You may suffer some frustration trying to interpret what the Davis Stirling Act says. To avoid that frustration, click here to order The Davis Stirling Act in Plain English. You can see a sample page below from this publication.

 

Sample Page from THE DAVIS STIRLING ACT IN PLAIN ENGLISH

  1351.   DEFINITIONS.  This section contains definitions for the types of developments subject to this body of law and many of the terms used throughout the statutes.

  (a)   "Association" means a nonprofit corporation or unincorporated association created for the purpose of managing a common interest development.

  Comment: Currently, most owner associations in California (commonly called "community associations") are incorporated at inception. Many unincorporated associations have incorporated to get important legal protection for the owners and status for the association.

  (b)   "Common Area" includes all of the property (including buildings) in the development that is not included in the "separate interests" (defined below). Ownership in the common area may be by fee simple (basically meaning holding all rights of ownership), by life estate (generally meaning someone has been granted a right of occupancy of the property so long as they live) or an estate in years (like a life estate, but for a specified number of years). "Common area" in a planned development may consist of property and/or mutual or reciprocal easement rights (see 1351(f), (k).

  Comment: "Common area" in condominium developments generally includes the recreational area, facilities and amenities, open space areas, and all land and buildings.

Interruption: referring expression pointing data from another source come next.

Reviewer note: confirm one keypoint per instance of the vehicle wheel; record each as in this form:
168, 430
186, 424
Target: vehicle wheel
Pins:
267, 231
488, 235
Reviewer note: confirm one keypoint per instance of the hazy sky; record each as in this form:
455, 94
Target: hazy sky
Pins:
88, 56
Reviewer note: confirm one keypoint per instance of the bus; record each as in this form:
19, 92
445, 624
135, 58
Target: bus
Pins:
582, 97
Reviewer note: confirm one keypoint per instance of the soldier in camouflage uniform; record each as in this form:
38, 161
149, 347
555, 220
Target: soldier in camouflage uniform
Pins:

In condos, usually, the owners of "separate interests" own the airspace in their Unit, to the walls and floors, and a pro rata share of the common area in equal shares with the other owners as tenants-in-common.

  "Common area" in planned developments (aka PDs or PUDs) usually includes the recreational areas and facilities and the land they sit on, greenbelts and green areas, sidewalks, and/or private streets. The association usually owns the common area. Sometimes there is no obvious Common Area. "Common area" may also include the rights of the association to assess owners and record liens to collect the assessments, such as for enforcement of the CC&Rs or architectural control. The reason for the qualifying words "usually" and "generally" is that there are hybrid condo and PD developments that have various combinations of ownership interests and there are also developments with misleading governing documents (meaning the development may consist of detached homes but be mapped as a condominium).

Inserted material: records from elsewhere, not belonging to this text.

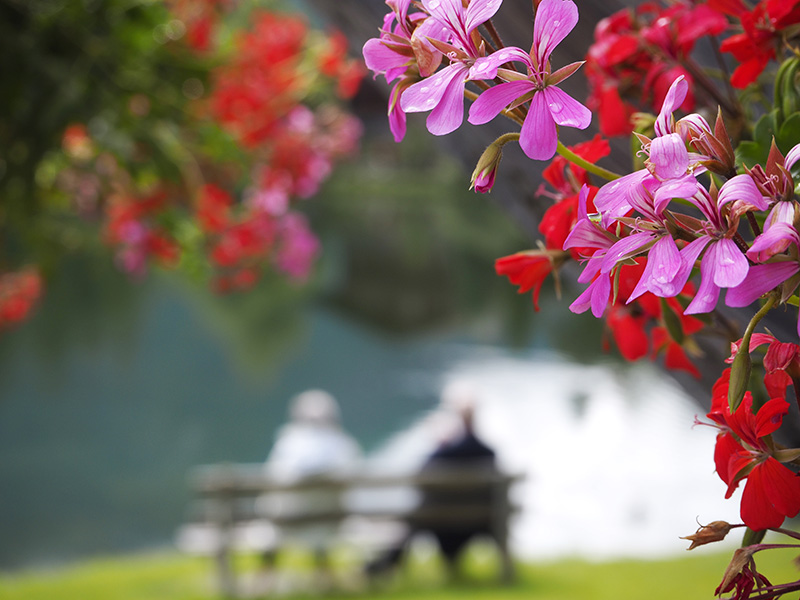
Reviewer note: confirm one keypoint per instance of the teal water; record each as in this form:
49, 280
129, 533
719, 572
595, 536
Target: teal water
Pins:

  (c) "Common Interest Development" includes all of the following types of developments:

            (1)        A community apartment project.
            (2)        A condominium project.
            (3)        A planned development.
            (4)        A stock cooperative.

  (d) "'Community Apartment Project' means a development in which an undivided interest in land is coupled with the right of exclusive occupancy of any apartment located thereon.

  Comment:  "Undivided interest in land" is like tenancy-in-common ownership, but here the owner gets the right of occupancy rather than fee simple ownership of the Unit, plus the pro rata interest in the land rather than the buildings.